Завтра утром, на Замковой площади.
Входит Корчак, еще не успев снять пальто и шляпу с широкими полями. От него пахнет холодным воздухом, дымом поезда и его любимыми сигаретами.
– Дай, думаю, зайду посмотрю, все ли в порядке.
Он шуршит бумагой, разворачивая сверток. По пути доктор завернул в турецкую пекарню и купил свои любимые кексы с изюмом. Один протягивает Мише. Два мальчика еще не уснули и с интересом смотрят на них в приоткрытую дверь. Доктор манит их рукой, приглашая разделить с ним угощение, а потом отправляет спать, и они важно уходят, унося дары.
– Вы встречались с молодежью? – спрашивает Миша.
– В еврейском общественном центре, в маленьком городке под названием Освенцим. Так много молодых людей хотят поскорее отправиться в Палестину, но это вопрос непростой.
Доктор садится, снимает широкополую шляпу, галстук-бабочку, расстегивает воротник.
Бросает на Мишу внимательный и насмешливый взгляд.
– А как у вас дела, мой друг? Она, наверное, очень красивая.
– Откуда вы знаете о Софии?
Корчак насмешливо фыркает.
– На твоем лице, Миша, написано крупными буквами, как в газете: «Несчастный случай. Жертва сгорела в пожаре любви».
– Она ваша почитательница, пан доктор. Хочет стать учительницей.
– И очень хороша собой.
Миша заливается краской.
– Понятно, так и есть. Мой диагноз: случай безнадежный.
– Не угадали. Наоборот, с каждым днем больному все лучше. Что посоветуете?
– Я? Старый холостяк? Никогда не даю советов. Могу только сказать тебе, что прекрасная жизнь – всегда жизнь трудная. Каждый должен искать свой путь. Не советую тебе идти моим. Он подходит лишь для меня.
Корчак поднимается и похлопывает Мишу по плечу, как будто выражая сочувствие.

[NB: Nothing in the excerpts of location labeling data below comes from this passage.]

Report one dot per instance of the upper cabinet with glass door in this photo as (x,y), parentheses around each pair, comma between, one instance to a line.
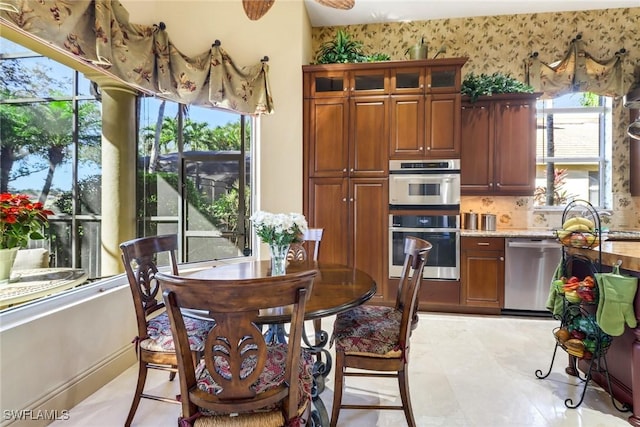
(341,82)
(425,109)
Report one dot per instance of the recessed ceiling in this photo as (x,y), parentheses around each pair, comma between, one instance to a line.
(380,11)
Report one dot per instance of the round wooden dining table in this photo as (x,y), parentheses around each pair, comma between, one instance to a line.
(336,288)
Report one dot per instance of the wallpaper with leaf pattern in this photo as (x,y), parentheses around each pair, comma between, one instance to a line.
(502,43)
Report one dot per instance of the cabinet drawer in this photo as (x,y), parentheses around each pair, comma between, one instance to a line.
(483,243)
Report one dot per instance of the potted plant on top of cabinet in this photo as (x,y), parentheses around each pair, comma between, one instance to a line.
(498,136)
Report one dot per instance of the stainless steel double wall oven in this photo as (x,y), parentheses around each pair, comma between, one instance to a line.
(424,201)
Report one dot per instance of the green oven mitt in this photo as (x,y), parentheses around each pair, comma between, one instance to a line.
(615,306)
(554,301)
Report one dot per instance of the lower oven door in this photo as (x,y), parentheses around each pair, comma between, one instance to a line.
(443,261)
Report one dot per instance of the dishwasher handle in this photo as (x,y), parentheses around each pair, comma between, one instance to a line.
(538,244)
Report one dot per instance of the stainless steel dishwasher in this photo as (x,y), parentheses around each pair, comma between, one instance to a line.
(529,268)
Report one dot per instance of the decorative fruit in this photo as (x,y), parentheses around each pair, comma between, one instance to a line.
(559,285)
(562,334)
(575,347)
(586,294)
(578,334)
(578,240)
(578,224)
(572,296)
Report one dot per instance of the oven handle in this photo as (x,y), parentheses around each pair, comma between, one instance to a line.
(426,178)
(425,230)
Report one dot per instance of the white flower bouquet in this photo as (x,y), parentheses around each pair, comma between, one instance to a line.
(279,229)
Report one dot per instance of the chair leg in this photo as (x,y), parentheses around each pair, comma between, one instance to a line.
(403,383)
(317,327)
(142,378)
(337,388)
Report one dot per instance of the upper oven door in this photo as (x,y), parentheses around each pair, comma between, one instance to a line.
(408,190)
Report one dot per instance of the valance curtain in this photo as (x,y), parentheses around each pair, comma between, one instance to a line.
(99,32)
(576,72)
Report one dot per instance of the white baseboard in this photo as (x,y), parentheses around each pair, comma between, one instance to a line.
(44,409)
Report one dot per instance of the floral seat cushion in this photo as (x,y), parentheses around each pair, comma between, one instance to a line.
(159,336)
(271,377)
(368,330)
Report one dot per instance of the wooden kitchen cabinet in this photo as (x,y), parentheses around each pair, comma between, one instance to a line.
(425,126)
(482,272)
(353,214)
(344,81)
(425,112)
(498,138)
(355,116)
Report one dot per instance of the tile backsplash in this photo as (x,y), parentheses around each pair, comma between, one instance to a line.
(518,213)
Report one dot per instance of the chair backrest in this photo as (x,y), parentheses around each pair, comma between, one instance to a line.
(235,350)
(140,259)
(313,236)
(416,252)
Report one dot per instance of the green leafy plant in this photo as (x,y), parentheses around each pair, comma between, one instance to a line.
(344,49)
(560,193)
(21,220)
(487,84)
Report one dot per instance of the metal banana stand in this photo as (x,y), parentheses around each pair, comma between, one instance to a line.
(581,313)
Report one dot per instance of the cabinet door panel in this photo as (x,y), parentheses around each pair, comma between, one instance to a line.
(483,281)
(369,200)
(476,159)
(328,209)
(328,137)
(407,126)
(326,84)
(515,162)
(369,136)
(443,126)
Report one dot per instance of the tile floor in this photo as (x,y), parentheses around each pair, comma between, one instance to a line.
(471,371)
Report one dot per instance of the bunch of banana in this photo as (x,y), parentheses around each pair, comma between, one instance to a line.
(578,223)
(578,232)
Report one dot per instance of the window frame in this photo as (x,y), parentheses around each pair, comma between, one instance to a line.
(605,141)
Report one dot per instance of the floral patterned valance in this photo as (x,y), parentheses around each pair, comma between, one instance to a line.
(577,72)
(99,32)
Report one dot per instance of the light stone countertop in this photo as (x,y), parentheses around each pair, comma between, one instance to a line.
(525,233)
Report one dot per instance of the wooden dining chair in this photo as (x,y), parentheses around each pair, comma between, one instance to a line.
(297,252)
(375,339)
(241,380)
(154,342)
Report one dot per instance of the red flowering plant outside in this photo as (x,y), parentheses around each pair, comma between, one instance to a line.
(20,220)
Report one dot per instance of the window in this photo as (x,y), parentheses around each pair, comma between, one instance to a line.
(193,177)
(51,144)
(573,150)
(205,153)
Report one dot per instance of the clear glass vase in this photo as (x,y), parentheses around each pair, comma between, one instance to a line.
(278,259)
(7,256)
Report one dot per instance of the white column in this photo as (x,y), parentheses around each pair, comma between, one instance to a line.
(118,171)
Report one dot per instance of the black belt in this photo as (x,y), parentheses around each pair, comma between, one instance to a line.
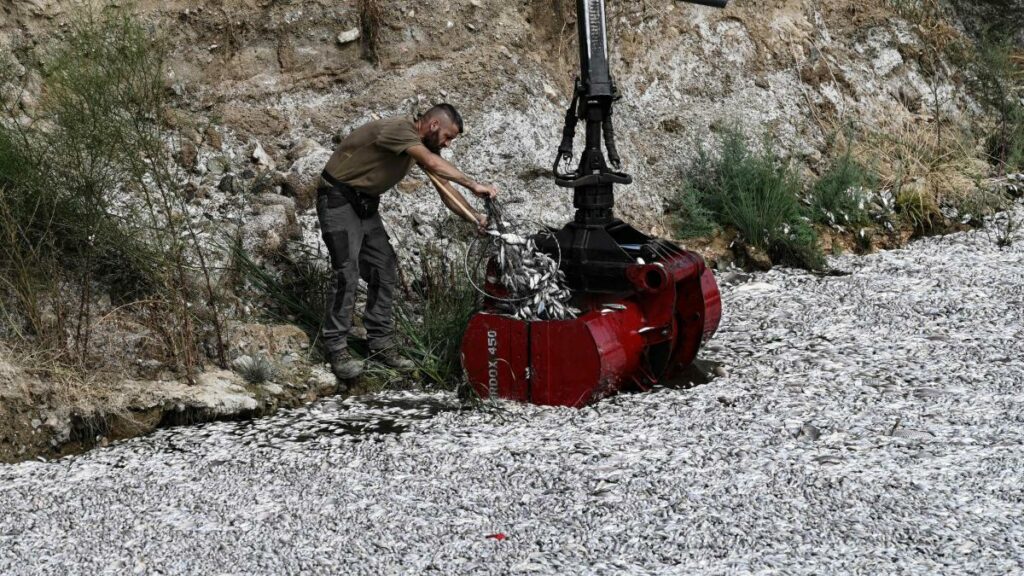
(365,205)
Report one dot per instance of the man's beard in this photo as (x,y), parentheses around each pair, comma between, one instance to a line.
(433,142)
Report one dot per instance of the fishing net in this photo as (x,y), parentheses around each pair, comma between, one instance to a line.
(532,282)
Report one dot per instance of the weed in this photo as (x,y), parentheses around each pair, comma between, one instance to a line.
(91,193)
(296,292)
(432,322)
(998,80)
(918,205)
(840,197)
(756,194)
(256,370)
(371,22)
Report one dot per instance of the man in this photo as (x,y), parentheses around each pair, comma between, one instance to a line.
(369,162)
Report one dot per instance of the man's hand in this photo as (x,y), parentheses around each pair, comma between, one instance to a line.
(483,191)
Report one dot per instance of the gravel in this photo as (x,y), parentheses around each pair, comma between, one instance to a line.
(867,423)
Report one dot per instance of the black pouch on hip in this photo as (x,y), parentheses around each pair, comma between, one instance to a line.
(365,205)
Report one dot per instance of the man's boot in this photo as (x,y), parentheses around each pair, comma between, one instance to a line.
(389,357)
(344,366)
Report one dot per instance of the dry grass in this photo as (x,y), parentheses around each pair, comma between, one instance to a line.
(945,164)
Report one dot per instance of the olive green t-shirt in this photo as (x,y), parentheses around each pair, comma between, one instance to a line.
(374,157)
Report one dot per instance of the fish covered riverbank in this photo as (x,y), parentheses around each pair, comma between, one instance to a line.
(868,422)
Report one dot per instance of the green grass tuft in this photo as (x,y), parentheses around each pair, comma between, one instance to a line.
(841,196)
(754,193)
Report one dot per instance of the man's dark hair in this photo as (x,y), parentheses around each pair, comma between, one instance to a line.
(449,111)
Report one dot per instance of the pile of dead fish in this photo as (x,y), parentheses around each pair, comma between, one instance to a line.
(869,422)
(535,284)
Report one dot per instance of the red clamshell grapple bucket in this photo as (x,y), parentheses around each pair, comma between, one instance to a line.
(635,340)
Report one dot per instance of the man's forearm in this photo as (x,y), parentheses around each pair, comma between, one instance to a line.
(446,170)
(455,201)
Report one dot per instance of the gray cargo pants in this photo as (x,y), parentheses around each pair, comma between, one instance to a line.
(358,248)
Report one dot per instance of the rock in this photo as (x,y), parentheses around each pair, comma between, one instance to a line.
(261,158)
(271,340)
(266,232)
(218,165)
(269,199)
(348,36)
(226,184)
(187,156)
(213,137)
(304,193)
(302,149)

Миша смотрит, как за доктором закрывается дверь. Сейчас тот поднимется к себе, в маленькую комнату на чердаке рядом с кладовкой, где хранятся ароматные яблоки. Узкая кровать застелена армейским одеялом, старый стол, доставшийся ему от отца, завален черновиками его новой книги. Эркерное окно выходит во двор, где утром зачирикают воробьи, приветствуя доктора, а он будет бросать им крошки. Миша подумал, что все-таки выберет путь Корчака и посвятит жизнь детям.
Уже светает. Скоро, совсем скоро погаснут уличные фонари.
Миша приходит гораздо раньше, чем они условились. Садится на ступеньки перед памятником королю Сигизмунду, подперев рукой подбородок. Никогда Варшава не казалась ему такой прекрасной. Королевский замок из красного кирпича, с зеленым от патины шпилем, чистое голубое небо, громада костела Святой Анны, будто охраняющая въезд на мост. Он сидит лицом к широкому Краковскому предместью. Ему почему-то кажется, что София появится именно оттуда. По площади проносятся трамваи и элегантные «Остины», а экипажи и дрожки петляют, пытаясь проехать между ними, и в конце концов выстраиваются друг за другом, как на параде.
Он вынимает из кармана часы. София запаздывает, но ничего. Эти часы отец вручил ему, когда Миша, страстно мечтавший учиться в Варшаве, уезжал из Пинска. Ради этой мечты он был готов уехать за три сотни миль от Польской Беларуси. Он пропускает сквозь пальцы цепочку от часов, и на него будто веет запахом пинских болот. Однажды он отвезет Софию туда, и они поплывут на лодке по бескрайним озерам, в которых, как в зеркале, отражается небо, увидят черно-белых аистов, взлетающих из своих гнезд, свитых среди заросших тростником берегов, шпили соборов Пинска, поднимающиеся, как мачты корабля.